LCG2 Release Notes



Document identifier:
Date: December 13, 2004
Author: CERN GRID Deployment Group (<support-lcg-deployment@cern.ch>)
Abstract: These notes explain what is in the new release

Contents

Changes from 2_2_0 to 2_3_0

This release contains the usual RH7.3 as well as the full SL release. The released software is identical for both operating systems. Full interoperability between both systems has been verified. In addition to the SL release, a new install method based on a scripted manual install has be created to help with the installation as LCFGng is not supported on SL. The new install method has 3 step. Install the OS, apt-get the rpms, configure node type. The documentation has also been rearranged. We have split the old LCGReleaseNotes into five documents. LCG2 Release Notes, LCG2 LCFG Install, LCG2 LCFG Upgrade, LCG2 New Sites and LCG2 Site Testing.


Major points:
=============

- The following nodes have been certified for SLC3:
  BDII, CE (pbs + condor), MON, Proxy, RB, SE, WN

- A site can now mix RH7.3 nodes with SLC3 nodes, e.g. the typical
  configuration could be all service nodes running RH7.3 with worker
  nodes running SLC3, or vice versa, service nodes on SLC3 with worker nodes
  on RH7.3. The latter configuration may be of some interest given the
  facts the service nodes are exposed to the external connections and
  consequently the security issues may be much bigger than on worker
  nodes; the kernel security patches are coming faster for SLC3 while
  some sites may have a big problem obtaing those patches for the RH7.3.

- The inter-site operability has been verified, sites running different
  O/S's will be able to communicate.

- Installation on SLC3 using LCFGng is not supported.

- The APEL accounting packages from GOC is included as part of the release.
  It requires installing R-GMA, which has been already in the previous
  release.
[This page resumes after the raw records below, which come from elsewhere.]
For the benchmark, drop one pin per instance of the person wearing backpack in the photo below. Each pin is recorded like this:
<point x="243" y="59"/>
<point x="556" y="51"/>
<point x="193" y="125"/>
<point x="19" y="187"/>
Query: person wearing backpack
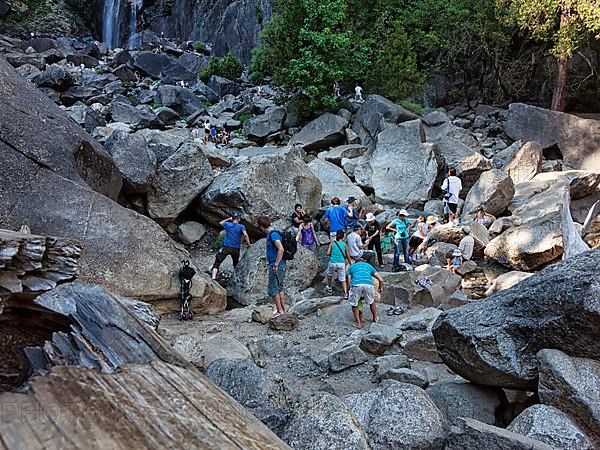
<point x="276" y="263"/>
The packages parse the log files of the gatekeeper, system messages
  and the PBS events (so far) to extract job information and publish it
  using R-GMA.

- LFC: new high performance LCG File Catalog
    - Based on lessons learned in DC's in last few months 
    - Fixes performance and scalability problems seen in EDG Catalogs
  	Cursors for large queries
  	Timeouts and retries from the client
    - Provides more features than the EDG Catalogs
  	User exposed transaction API
  	Hierarchical namespace and namespace operations
  	Integrated GSI Authentication + Authorization
  	Access Control Lists (Unix Permissions and POSIX ACLs)
  	Checksums
    - Based on existing code base
  	Supports Oracle and MySQL database backends
    - Integration with GFAL and lcg_util complete
    - POOL Integration will be provided (November 2004)

  Both EDG (old) and LFC (new) file catalogs are included and all clients
  (GFAL, lcg-util) tools support both catalogs, selectable by every user job
  via an environmental variable, which (as released) defaults to the old one.
  We have started migration with experiments of the old catalog to the new one.
  For details about the design, implementation and the performance of the
  new file catalog see Jean-Philippe Baud presentation at the CHEP2004.
  Find more information also in GFAL/lcg-util README.

- GFAL improvements
    - thread-safe version (requested by Atlas)
    - provide 2 new methods for asynchronous pre-staging: srm_get and 
      srm_getstatus (requested by LHCb)
    - integration with the new LFC file catalog
    - increase timeout from 5 to 15 seconds when talking to BDII
    - build on SLC3 as well as RH73

- lcg_util improvements
    - do not return actual_guid if copy or registration in LRC failed
    - integration with the new LFC file catalog
    - fix typos in error messages

- New GIP (Generic Information Provider) should prove to be more flexible and
      and stable than previous methods. Now installed on CE, SE, Proxy, RB.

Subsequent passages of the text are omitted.